CharlieAI: Co-evolution

Showing posts with label Co-evolution. Show all posts

Thursday, March 3, 2011

Hall-of-fame archives

To solve the problem with strategy loops, I implemented a hall-of-fame archive - a collection of the best individual from each generation that led to a new "champion". Generations that did not beat the opposing population were ignored.

Fitness was then measured as an individual's performance against the opposing population's entire archive. Only if all members could be beaten, would a new champion emerge and get added to its population's archive. Thus, loops were made impossible and only definite progress was allowed.

One issue with this approach was the increasing CPU costs of evaluating individuals as the archives expanded, but this is the approach I still use today. It would be interesting to try only using the e.g. ten most recent, and therefore strongest, members of the archive as that would still make progress likely, although not guaranteed, at a much reduced CPU cost.
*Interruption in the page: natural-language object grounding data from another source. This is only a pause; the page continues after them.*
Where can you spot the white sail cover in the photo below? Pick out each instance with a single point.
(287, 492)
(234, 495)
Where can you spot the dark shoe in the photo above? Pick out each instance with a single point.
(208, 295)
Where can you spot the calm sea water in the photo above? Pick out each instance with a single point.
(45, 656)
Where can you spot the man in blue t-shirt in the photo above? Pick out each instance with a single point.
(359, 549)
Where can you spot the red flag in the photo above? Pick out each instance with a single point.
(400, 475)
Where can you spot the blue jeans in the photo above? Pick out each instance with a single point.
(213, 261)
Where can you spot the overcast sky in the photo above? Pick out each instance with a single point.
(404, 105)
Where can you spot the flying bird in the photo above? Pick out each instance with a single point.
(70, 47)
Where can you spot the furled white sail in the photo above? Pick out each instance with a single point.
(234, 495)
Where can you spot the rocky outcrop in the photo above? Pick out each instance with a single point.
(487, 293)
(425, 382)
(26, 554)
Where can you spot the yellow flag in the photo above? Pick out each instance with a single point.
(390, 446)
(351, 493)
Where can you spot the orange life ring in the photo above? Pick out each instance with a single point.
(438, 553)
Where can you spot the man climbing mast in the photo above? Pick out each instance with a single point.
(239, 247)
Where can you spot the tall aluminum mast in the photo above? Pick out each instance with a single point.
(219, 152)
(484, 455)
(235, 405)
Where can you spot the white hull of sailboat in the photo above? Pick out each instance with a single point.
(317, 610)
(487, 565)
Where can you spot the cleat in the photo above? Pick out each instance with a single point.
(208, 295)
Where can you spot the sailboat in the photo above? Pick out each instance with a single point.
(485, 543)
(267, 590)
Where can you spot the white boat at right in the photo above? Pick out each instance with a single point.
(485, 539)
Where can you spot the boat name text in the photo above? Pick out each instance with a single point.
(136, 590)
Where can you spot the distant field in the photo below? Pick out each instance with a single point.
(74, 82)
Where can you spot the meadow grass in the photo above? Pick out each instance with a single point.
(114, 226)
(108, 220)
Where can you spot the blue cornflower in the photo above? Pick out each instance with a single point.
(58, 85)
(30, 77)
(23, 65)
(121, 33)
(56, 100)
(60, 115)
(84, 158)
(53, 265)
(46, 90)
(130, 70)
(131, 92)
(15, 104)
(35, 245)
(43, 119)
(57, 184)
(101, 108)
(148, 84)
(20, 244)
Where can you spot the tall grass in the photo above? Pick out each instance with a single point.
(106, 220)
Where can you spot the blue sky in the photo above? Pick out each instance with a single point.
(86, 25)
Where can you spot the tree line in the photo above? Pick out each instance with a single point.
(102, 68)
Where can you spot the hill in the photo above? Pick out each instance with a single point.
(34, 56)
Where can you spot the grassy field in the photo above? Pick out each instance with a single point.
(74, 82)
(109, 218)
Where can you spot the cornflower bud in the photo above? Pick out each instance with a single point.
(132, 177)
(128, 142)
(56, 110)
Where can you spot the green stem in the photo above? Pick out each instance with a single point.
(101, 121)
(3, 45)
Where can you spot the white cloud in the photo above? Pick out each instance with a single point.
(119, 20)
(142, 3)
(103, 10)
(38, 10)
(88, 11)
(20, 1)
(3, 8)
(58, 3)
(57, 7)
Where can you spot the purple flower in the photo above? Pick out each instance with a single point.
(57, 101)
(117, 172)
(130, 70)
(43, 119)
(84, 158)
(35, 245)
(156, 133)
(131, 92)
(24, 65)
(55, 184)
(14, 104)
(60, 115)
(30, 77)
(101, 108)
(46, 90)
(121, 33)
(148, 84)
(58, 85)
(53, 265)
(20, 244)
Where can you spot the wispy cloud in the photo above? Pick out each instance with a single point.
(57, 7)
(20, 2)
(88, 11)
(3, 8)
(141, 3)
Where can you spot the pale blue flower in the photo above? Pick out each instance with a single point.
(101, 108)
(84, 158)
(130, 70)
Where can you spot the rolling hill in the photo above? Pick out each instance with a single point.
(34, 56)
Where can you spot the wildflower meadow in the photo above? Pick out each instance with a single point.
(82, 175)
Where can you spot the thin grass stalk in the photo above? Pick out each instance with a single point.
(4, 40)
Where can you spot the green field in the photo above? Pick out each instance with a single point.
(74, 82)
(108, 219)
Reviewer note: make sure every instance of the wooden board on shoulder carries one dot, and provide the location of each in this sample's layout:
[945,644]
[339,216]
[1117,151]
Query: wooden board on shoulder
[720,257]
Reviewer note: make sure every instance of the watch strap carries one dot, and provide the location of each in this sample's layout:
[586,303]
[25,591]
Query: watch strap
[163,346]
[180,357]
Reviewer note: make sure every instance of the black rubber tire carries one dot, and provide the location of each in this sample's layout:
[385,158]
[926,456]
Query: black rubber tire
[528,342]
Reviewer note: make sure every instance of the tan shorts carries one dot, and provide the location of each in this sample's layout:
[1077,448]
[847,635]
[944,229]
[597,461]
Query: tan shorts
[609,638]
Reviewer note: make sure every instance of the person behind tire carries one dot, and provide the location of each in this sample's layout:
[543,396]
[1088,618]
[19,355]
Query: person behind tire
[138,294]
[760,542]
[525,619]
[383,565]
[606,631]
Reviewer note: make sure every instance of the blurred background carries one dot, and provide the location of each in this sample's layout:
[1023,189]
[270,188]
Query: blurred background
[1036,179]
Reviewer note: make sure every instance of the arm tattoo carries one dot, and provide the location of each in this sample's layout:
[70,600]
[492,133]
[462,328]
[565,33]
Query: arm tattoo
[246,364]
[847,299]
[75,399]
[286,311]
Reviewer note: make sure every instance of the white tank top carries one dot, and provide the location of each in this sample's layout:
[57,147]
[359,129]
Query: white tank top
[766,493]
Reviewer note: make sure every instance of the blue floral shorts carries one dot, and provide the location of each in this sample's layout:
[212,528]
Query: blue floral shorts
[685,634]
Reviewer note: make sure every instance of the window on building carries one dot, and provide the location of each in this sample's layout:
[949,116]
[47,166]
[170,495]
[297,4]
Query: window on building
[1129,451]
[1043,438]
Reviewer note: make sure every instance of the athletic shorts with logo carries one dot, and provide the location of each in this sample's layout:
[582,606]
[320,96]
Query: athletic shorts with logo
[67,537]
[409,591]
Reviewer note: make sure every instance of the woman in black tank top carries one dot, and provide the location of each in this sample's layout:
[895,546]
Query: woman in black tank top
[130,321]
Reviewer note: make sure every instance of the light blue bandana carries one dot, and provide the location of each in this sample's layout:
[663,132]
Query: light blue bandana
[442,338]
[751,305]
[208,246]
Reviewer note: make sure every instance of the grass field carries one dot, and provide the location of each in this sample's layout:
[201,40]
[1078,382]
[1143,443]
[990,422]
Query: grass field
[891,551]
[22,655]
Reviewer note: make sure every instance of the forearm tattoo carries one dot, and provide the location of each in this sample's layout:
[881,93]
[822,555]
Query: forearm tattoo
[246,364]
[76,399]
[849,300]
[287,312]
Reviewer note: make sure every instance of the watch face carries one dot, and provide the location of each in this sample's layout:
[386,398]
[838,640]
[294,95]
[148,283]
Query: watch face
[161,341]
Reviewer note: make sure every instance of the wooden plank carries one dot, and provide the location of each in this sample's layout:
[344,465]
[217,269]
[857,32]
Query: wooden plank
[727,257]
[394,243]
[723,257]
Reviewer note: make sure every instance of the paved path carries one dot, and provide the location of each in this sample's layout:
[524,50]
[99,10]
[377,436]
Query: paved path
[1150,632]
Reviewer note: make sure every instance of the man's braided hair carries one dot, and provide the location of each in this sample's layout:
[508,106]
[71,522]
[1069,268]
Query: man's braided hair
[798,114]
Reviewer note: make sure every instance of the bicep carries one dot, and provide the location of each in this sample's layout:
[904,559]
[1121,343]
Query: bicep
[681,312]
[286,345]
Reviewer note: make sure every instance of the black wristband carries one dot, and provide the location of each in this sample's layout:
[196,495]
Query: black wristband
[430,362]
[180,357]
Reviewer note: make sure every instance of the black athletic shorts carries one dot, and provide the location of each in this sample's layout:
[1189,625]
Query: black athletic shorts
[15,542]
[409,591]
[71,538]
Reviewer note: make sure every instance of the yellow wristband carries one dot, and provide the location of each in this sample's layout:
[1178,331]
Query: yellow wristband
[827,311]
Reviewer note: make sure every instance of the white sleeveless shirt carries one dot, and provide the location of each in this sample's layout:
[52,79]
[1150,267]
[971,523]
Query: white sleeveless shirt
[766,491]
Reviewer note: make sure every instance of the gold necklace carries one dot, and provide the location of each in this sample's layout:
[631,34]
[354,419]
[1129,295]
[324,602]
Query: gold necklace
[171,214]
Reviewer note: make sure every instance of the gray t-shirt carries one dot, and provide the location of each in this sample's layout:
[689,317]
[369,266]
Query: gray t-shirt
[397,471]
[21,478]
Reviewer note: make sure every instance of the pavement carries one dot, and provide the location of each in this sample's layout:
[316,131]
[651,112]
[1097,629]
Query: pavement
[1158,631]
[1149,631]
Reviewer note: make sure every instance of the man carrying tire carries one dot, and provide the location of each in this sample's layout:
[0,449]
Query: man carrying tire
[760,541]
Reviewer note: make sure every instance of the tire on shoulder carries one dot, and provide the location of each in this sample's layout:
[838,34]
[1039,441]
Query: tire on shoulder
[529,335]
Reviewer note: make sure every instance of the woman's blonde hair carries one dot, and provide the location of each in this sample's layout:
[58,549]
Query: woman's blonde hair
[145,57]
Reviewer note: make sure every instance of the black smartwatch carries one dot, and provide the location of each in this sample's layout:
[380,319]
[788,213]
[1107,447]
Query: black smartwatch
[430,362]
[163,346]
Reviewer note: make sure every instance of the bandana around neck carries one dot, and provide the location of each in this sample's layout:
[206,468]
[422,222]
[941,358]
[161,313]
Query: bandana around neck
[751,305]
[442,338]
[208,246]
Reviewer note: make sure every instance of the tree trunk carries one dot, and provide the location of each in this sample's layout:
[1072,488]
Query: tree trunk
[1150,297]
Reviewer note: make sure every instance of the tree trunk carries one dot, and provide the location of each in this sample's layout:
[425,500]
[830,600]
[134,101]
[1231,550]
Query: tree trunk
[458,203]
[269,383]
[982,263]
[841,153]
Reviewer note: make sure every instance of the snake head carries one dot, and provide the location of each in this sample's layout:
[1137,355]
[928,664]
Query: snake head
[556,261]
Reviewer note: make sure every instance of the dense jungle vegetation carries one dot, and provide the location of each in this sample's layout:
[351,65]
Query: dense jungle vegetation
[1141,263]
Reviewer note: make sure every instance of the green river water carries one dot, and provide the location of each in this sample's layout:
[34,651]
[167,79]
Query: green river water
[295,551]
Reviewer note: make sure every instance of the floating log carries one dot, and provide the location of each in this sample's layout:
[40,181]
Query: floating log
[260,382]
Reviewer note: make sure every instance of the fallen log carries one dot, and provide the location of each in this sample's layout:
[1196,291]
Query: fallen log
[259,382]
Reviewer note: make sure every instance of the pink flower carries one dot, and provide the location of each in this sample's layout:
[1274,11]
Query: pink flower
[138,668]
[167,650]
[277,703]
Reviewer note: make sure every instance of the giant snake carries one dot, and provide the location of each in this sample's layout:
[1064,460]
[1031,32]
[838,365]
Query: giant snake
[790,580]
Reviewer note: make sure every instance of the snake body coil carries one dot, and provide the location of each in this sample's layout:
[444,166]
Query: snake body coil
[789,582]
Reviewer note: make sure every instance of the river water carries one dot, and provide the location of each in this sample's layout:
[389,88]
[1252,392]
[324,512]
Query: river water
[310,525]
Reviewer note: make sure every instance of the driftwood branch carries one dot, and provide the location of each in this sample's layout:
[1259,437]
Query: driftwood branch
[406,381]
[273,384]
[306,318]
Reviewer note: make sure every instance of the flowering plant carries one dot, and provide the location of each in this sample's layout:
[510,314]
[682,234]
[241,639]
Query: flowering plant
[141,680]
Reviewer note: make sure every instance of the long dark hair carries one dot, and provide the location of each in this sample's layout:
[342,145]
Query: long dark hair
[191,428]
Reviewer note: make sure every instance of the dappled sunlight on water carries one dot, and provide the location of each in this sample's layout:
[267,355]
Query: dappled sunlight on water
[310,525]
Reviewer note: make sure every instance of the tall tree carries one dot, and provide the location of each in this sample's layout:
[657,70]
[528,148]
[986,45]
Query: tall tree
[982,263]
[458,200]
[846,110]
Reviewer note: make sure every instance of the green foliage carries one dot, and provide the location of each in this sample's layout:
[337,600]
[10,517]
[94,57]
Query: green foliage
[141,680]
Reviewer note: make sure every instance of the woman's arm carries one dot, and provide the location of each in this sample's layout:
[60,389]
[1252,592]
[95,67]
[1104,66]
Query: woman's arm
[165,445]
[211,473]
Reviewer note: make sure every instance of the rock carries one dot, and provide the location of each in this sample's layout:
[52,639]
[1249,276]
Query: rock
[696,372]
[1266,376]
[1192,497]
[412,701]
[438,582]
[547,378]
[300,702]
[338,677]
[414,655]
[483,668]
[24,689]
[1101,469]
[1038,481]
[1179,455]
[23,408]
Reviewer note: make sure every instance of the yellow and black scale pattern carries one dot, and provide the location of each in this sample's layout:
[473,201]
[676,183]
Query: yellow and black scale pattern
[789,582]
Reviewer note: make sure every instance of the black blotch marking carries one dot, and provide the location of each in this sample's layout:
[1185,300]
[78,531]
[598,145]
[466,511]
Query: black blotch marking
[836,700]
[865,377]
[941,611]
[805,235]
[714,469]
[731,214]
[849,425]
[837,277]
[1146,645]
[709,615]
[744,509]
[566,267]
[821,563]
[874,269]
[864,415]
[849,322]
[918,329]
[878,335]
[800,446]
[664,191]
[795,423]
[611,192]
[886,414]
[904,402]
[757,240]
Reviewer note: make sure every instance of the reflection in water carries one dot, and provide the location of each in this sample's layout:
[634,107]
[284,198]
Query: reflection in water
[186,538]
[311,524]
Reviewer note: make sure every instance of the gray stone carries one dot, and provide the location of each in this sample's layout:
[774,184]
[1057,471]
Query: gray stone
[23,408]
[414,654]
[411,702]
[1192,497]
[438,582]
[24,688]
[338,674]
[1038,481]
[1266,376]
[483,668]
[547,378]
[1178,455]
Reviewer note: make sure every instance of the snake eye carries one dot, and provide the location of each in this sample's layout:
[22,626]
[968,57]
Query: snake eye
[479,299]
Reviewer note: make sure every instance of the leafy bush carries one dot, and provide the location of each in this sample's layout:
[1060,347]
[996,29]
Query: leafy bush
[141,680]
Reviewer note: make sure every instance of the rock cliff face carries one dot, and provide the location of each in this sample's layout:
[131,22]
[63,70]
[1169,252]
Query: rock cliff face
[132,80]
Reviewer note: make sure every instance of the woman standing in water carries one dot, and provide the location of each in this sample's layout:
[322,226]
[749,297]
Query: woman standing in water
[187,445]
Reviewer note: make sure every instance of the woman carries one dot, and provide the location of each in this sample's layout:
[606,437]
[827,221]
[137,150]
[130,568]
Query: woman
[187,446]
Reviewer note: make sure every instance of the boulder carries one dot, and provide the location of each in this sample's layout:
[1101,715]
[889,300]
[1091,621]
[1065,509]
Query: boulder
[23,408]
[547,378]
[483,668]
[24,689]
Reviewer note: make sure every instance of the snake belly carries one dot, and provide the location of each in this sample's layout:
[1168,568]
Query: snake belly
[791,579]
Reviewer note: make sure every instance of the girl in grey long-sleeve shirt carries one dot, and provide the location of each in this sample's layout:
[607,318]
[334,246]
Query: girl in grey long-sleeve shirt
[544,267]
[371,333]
Using hall-of-fame archives resulted in much stronger Tic-tac-toe players than previously achieved. At first a new champion would be evolved every few generations, but after about a few dozen members in the archive the time between new champions increased, seemingly exponentially, and thus stagnated - even if I left the simulation running for weeks.

While the evolved programs were much stronger than any I had previously evolved, they were still not as strong as I had expected. If I played certain patterns they would block well and eventually win, but they were playing far from perfectly and were still pretty easy to beat.

I was under no illusion that my search space was not huge, but I had thought that for a game as simple as Tic-tac-toe it would not be unrealistic to evolve a perfect player, so that the game would always end in a draw or a win for the AI.

I thought there must be something I could do to improve things, but didn't know exactly what; it was back to the drawing board...

Wednesday, March 2, 2011

Coevolutionary Principles

Before I continue my project log, I wanted to point you at an excellent chapter that I came across today:

Coevolutionary Principles (PDF)

The chapter is an extensive overview of co-evolution and a summary of progress made in the last two decades.

It is by Popovici, E., Bucci, A., Wiegand, P. and De Jong E.D. and from Handbook of Natural Computing, Springer-Verlag, which will be out later this month.

Tuesday, March 1, 2011

Strategy loops

After close examination of the tactics employed by the best individuals from successive generations, I noticed that strategies that were the best in early generations got superseded, as you would expect, but then reappeared several generations later!

While this at first was somewhat puzzling there turned out to be a logical explanation: If program x is always beaten by program y, and y by program z, then that does not mean that x cannot beat z. In practice it was more like this:

program a from population A is randomly selected
program b from population B beats a
c from A beats b
d from B beats c
e from A beats d
f from B beats e
g from A beats f
...
m from A beats l
n, equivalent to f, from B beats m
repeats from step 7.

So this was why the simulation never produced strong players.

Next, I will describe how I solved this problem, but I'd be interested to hear from you if you have any suggestions.

Sunday, February 27, 2011

Co-evolution

The main reason for introducing co-evolution was to provide gradual selection pressure. Instead of just evolving one population against a fixed fitness measure I instead setup two populations, A and B, each initialised with random individuals. I then picked a random individual from A and evolved B until it produced a player that could beat the individual from A. This individual, now the strongest from B, was used to evolve A. Once some player from A could beat it, I swapped again and so forth:

Select random individual from A, Best of A, to get things started.
Evolve B until it can beat Best of A and thus select Best of B.
Evolve A until it can beat Best of B and thus select Best of A.
Repeat from step 2.

This meant that small steps were continually taken to improve the AI and, in theory, I should have ended up with much stronger players than when evolving against Mr Random, as per my previous post on rule inference. That was not the case however - when playing against the best individuals it was evident that they were pretty poor, not much stronger than the ones evolved against Mr Random.

I tried much larger populations and leaving it running for several days on more powerful PCs but to no avail, so I decided to analyse the evolution process and the individual generations in more detail...